On April 23, 1939, Martin Thompson was confirmed at St. Paul’s. This record says that he was born in Shiloh, Missouri. Martin was 65 years old when he was confirmed.
Later that same year, on August 6, 1939, a granddaughter of Martin and Minnie was baptized. Minnie was one of her sponsors.
The last record I found for a Thompson family member was a baptism record for Ruie (Jackson) Thompson. She was the wife of Martin and Minnie Thompson’s oldest son, Rudolph, and mother of their grandchildren who had previously been baptized. Ruie was baptized in 1942 not long before her 24th birthday.
The last census in which we see Martin and Minnie Thompson was the one taken in 1940. The entry below them was the household of their son, Rudolph, and his wife, Ruie.
Martin also had a World War II draft card completed in 1942.
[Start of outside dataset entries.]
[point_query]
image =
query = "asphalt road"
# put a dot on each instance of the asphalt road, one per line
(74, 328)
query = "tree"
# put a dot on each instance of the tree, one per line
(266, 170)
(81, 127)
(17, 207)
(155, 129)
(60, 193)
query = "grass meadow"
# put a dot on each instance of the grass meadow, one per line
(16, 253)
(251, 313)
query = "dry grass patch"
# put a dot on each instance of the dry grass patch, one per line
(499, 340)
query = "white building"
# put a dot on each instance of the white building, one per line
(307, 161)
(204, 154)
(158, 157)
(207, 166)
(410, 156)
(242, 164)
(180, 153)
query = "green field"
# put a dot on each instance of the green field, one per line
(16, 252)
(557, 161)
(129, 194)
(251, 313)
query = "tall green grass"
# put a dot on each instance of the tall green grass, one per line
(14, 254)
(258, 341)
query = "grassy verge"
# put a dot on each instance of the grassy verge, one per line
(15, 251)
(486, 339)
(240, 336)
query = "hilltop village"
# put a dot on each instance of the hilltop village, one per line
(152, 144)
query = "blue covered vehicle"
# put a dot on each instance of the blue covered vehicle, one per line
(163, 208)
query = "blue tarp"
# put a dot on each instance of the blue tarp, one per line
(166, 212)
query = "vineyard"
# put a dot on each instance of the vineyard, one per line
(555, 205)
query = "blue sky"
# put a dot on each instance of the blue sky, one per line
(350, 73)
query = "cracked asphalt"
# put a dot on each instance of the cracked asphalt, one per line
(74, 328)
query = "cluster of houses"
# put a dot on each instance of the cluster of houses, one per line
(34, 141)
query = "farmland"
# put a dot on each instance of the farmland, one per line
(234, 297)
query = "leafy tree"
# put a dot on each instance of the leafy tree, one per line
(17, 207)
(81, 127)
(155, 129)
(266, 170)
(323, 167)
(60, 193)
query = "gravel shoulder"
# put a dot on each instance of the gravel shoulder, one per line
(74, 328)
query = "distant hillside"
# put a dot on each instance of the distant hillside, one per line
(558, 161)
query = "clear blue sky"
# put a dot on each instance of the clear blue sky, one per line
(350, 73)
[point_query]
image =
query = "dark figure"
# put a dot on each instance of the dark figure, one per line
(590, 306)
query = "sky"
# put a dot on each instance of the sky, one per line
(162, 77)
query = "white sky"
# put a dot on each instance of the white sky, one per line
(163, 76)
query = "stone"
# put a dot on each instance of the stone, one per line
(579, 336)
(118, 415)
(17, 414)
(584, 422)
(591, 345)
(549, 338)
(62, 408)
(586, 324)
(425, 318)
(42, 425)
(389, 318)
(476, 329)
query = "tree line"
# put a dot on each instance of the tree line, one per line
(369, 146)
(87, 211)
Minnie died in 1963 at the age of 74. Her death certificate says she died at the Perry County Memorial Hospital in Perryville.
Martin Thompson died in 1967 at the age of 83. His death certificate says he died in the same hospital as his wife.
Martin and Minnie are buried together in the Home Cemetery in Perryville, Missouri.
It was especially during the years when Rev. Bartz and Rev. Deye were serving St. Paul’s Lutheran Church in Wittenberg that many English-sounding names showed up in their church books. Several of those names became members either through adult baptism or confirmation during their terms at that congregation. The Thompson family gives plenty of evidence to that effect.